I'm new here & hoping someone can help me. I have a older Keller Dovetail Jig model 1500.
I'm a little confused. I basicly figured out how to cut the tails & pins on one end of the boards. However I'm confused on how to reposition the boards to cut the tails & pins other end of the board. Do I turn the boards clockwise ? or flip them end for end? or what???
I'm also not sure if the outside face of the drawer should face the backer board or face out away from the backer board.
lastly do I use the right side of the jig to cut one end of a board & the left side to cut the other end or can I clamp a stop block to the backer board & use this same stop to cut both ends of the boards?
Please help!!
I'm all confused
Thanks Joe


----------



## bobj3 (Jan 17, 2006)

Hi Joe

Flip stock end for end,use the center of the jig,use a stop block so both parts come out the same you can mark the jig with a pencil line but a stop works best...
The one I have is a Katie but it's almost the same setup as the Keller..

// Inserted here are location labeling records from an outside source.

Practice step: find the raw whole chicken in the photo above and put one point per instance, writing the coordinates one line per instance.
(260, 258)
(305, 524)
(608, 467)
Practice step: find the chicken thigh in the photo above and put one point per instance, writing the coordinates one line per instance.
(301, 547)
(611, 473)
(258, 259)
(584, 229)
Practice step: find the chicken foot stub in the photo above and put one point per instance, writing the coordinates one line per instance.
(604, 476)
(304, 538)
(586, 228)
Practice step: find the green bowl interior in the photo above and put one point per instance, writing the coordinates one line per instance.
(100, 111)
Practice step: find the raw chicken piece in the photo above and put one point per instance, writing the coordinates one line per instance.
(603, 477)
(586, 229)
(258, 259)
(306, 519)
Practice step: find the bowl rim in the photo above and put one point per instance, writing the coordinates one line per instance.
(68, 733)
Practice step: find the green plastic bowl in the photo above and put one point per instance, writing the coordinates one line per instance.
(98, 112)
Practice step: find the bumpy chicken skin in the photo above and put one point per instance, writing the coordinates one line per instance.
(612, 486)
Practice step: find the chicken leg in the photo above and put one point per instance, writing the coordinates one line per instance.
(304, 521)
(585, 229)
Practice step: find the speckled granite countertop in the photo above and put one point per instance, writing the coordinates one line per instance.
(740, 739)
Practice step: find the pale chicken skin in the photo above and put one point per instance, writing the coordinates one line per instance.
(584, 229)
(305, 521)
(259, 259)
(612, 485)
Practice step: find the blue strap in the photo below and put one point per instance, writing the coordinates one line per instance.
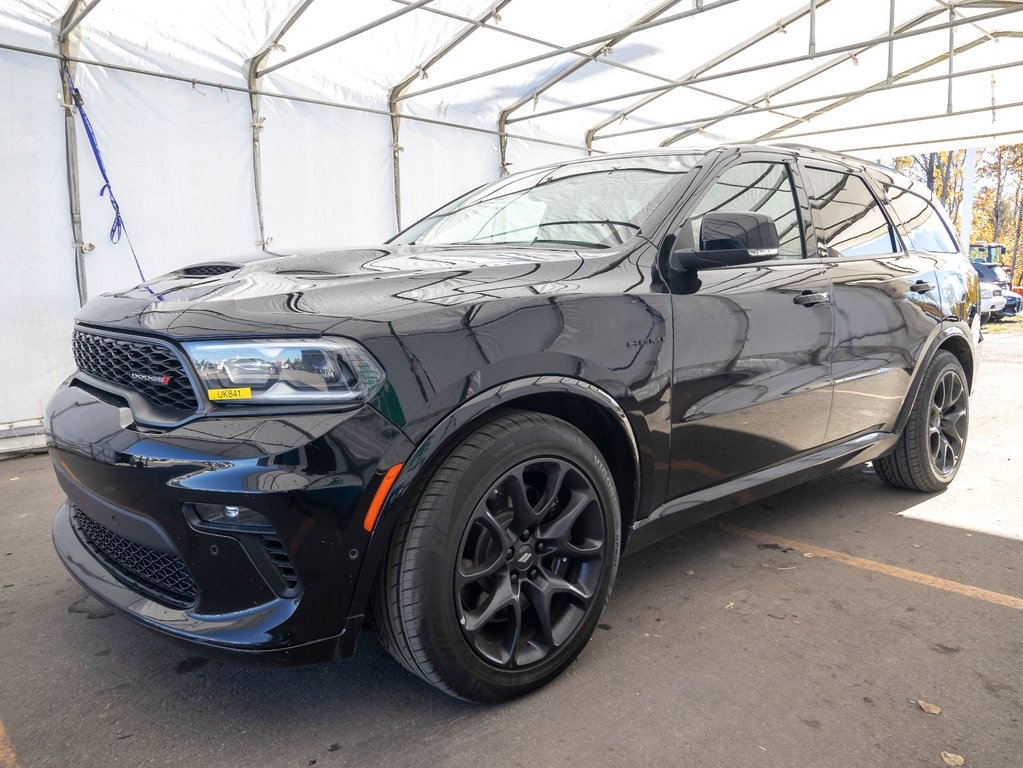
(118, 227)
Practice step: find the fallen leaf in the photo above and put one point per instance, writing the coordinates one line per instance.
(930, 709)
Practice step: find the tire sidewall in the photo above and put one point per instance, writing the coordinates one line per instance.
(943, 363)
(448, 507)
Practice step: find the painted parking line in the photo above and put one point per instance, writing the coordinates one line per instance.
(880, 568)
(7, 757)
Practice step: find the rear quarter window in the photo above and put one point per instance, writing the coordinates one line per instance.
(926, 229)
(850, 218)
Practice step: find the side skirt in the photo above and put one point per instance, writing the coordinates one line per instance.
(687, 510)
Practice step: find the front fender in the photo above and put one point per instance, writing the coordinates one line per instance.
(433, 445)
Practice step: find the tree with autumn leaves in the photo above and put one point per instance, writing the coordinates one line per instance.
(997, 206)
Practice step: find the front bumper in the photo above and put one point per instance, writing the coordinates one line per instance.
(292, 593)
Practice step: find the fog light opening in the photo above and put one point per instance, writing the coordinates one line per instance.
(229, 515)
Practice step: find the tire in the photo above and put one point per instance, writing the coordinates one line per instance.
(497, 577)
(929, 452)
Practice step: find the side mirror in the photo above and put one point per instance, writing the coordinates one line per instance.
(729, 238)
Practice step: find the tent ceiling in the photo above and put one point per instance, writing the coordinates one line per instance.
(286, 125)
(876, 76)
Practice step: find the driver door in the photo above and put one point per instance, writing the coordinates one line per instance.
(751, 381)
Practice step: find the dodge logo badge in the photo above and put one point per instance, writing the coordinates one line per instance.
(150, 378)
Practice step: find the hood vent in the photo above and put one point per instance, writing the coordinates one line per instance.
(207, 270)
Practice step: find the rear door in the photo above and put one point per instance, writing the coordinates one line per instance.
(751, 384)
(886, 299)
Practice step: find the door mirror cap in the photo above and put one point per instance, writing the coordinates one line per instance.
(729, 238)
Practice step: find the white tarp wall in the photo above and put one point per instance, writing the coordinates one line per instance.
(167, 88)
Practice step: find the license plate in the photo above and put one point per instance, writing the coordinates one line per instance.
(238, 393)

Note lay all the parts out on the work bench put a X on all the face parts and mark them with 1/1,2/2, 3/3,4/4 on the corners b/4 you start..

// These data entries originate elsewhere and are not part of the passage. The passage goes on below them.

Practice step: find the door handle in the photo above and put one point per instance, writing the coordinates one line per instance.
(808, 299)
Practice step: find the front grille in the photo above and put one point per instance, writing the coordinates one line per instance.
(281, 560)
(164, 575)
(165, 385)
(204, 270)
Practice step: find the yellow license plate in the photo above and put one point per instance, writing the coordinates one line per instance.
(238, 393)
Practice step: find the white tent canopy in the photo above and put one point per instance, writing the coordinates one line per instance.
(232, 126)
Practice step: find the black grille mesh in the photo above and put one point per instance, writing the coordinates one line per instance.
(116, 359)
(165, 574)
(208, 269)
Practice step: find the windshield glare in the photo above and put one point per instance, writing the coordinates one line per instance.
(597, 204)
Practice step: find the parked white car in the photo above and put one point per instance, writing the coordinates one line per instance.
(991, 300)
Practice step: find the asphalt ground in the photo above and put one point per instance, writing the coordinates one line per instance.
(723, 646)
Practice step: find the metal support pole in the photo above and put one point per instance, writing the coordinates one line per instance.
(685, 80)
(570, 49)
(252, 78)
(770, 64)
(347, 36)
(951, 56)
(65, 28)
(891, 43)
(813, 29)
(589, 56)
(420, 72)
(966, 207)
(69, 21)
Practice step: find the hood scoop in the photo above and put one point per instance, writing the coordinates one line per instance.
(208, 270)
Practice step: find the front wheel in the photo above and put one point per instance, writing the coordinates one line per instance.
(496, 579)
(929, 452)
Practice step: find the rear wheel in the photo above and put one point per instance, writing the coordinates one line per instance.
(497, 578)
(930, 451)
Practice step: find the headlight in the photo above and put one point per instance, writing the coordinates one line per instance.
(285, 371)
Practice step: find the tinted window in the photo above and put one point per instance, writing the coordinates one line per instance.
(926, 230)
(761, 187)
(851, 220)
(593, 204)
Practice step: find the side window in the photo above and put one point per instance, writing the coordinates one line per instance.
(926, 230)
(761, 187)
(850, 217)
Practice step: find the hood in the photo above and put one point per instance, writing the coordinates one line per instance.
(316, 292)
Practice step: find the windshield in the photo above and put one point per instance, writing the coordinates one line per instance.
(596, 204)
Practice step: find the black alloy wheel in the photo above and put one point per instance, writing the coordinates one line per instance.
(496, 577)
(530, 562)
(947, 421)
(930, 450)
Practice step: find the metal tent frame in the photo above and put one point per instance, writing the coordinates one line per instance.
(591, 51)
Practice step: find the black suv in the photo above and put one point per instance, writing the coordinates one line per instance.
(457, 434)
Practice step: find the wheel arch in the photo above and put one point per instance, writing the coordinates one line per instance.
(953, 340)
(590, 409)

Here's a snapshot that may help..

=========



Joe A M said:


> Hi Everyone.
> I'm new here & hoping someone can help me. I have a older Keller Dovetail Jig model 1500.
> I'm a little confused. I basicly figured out how to cut the tails & pins on one end of the boards. However I'm confused on how to reposition the boards to cut the tails & pins other end of the board. Do I turn the boards clockwise ? or flip them end for end? or what???
> I'm also not sure if the outside face of the drawer should face the backer board or face out away from the backer board.
> ...


----------



## Dr.Zook (Sep 10, 2004)

Welcome to the RouterForums Joe.


----------



## xplorx4 (Dec 1, 2008)

Greetings Joe and welcome to the router forum good to have you on board.


----------